Similarities and differences in churn and annular flow regimes in steady-state and oscillatory flows in a long vertical tube

Abstract

This study investigates the effects of induced-low-frequency flow oscillations on gas–liquid two-phase flows using a 42-m long, 0.048-m ID vertical pipe system. This work uses the experimental data set from a previous study on the effect of forced flow oscillations on churn and annular flow. However, in this previous study, the similarities and differences between flows in steady-state and under induced-low-frequency oscillations were not discussed. The time variation of liquid holdup, frequency of large liquid structures, and pressure gradient were analyzed under two superficial liquid velocities (0.017 and 0.3 m/s), and superficial gas velocities ranging from 4 to 21 m/s.
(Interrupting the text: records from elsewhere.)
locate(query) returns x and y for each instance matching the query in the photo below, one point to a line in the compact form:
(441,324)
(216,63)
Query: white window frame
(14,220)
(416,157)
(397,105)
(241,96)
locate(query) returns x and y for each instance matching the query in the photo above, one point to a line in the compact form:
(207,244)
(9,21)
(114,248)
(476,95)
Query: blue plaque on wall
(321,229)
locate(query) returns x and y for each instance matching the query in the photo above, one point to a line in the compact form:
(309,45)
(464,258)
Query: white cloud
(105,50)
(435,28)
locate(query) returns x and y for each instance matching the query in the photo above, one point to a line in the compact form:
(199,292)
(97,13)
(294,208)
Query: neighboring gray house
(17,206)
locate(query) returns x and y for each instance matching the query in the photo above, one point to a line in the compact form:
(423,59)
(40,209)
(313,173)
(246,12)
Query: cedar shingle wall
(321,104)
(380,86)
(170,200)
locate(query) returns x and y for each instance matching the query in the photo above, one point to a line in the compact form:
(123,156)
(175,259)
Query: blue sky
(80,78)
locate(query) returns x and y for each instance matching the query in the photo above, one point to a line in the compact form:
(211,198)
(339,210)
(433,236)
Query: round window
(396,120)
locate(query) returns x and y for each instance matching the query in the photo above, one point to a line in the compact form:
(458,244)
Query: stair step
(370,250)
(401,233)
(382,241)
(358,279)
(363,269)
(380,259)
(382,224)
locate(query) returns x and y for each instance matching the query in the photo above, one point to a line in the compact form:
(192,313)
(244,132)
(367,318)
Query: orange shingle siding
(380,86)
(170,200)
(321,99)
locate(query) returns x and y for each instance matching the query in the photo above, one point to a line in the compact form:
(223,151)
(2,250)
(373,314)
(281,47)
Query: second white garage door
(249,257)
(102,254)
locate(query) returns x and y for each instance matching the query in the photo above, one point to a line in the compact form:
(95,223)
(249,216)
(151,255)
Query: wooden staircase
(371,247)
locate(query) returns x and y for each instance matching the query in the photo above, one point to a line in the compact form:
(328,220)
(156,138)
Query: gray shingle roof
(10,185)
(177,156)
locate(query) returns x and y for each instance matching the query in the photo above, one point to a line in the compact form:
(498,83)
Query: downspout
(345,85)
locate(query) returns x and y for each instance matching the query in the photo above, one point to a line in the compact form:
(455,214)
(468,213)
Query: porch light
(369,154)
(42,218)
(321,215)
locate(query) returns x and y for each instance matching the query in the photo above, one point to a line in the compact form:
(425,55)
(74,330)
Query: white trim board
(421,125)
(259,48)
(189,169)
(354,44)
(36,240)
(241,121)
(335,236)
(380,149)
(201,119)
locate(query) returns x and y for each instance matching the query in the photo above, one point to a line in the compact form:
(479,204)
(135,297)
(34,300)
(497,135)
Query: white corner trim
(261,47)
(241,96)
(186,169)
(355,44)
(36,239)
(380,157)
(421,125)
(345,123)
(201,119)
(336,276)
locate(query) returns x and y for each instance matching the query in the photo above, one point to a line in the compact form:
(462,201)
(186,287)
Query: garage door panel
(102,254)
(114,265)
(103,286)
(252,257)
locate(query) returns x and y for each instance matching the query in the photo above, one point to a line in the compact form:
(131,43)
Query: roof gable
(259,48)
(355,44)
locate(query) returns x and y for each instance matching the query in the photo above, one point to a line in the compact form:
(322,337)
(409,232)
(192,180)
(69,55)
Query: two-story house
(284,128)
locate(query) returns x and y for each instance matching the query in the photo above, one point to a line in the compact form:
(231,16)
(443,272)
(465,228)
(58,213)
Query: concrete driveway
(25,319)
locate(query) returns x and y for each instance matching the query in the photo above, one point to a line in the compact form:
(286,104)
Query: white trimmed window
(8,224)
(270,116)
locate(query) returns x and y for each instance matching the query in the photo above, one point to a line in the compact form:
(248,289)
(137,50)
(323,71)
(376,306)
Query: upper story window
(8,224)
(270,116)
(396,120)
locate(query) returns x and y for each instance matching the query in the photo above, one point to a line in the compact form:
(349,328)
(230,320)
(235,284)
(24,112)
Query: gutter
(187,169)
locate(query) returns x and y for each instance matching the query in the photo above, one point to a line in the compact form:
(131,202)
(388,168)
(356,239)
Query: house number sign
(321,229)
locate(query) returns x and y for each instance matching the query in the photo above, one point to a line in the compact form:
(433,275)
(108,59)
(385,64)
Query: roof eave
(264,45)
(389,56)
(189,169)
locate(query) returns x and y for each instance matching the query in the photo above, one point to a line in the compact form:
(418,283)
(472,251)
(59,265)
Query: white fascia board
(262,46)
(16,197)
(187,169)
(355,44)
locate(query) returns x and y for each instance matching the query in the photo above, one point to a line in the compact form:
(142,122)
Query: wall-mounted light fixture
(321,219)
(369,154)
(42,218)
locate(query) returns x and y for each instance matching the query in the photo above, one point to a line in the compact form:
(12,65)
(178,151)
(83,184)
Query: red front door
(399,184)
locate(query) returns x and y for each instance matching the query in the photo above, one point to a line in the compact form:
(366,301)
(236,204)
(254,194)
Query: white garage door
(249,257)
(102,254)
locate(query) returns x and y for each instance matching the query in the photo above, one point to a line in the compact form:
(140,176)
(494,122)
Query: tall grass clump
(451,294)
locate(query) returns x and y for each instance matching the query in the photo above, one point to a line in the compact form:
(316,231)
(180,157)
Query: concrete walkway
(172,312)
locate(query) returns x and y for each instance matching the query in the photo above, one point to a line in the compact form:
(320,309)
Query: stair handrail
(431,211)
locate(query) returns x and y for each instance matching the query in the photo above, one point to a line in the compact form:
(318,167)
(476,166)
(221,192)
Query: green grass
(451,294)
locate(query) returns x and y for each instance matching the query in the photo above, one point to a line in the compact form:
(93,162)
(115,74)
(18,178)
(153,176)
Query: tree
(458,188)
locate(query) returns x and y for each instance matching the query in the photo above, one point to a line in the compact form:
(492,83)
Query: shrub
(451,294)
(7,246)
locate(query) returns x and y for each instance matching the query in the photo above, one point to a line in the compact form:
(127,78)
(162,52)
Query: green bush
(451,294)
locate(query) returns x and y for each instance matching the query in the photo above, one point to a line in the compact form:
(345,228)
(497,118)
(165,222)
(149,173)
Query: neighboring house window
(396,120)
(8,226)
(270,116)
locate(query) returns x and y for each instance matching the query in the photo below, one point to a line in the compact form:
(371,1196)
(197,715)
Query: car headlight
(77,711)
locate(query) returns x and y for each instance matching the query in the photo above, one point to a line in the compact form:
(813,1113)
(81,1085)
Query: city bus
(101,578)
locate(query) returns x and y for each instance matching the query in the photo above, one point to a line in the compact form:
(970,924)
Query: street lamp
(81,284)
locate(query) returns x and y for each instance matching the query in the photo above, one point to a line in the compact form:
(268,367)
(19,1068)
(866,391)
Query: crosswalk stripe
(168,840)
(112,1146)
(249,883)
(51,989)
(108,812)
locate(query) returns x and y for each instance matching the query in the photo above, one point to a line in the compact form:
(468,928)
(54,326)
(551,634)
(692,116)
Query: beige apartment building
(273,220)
The impact of flow oscillations in two-phase flow regime transitions is also investigated. The observations of flow regimes under oscillatory flow showed significant differences compared to the ones expected in steady-state flow under similar conditions. For higher pressures and oscillatory flow, churn flow regime was observed, when annular flow regime is expected in steady-state flow. Annular flow regime was not observed for higher superficial liquid velocities and high inlet pressure for oscillatory conditions. Surprisingly, the pressure gradient for oscillatory flow is significantly lower than in steady-state flow. However, this lower pressure gradient effect is only observed for low superficial gas and liquid velocities at the pipe inlet and outlet. This experimental observation is attributed to the formation of large liquid waves at the pipe inlet, which is a consequence of the induced-low-frequency flow oscillations.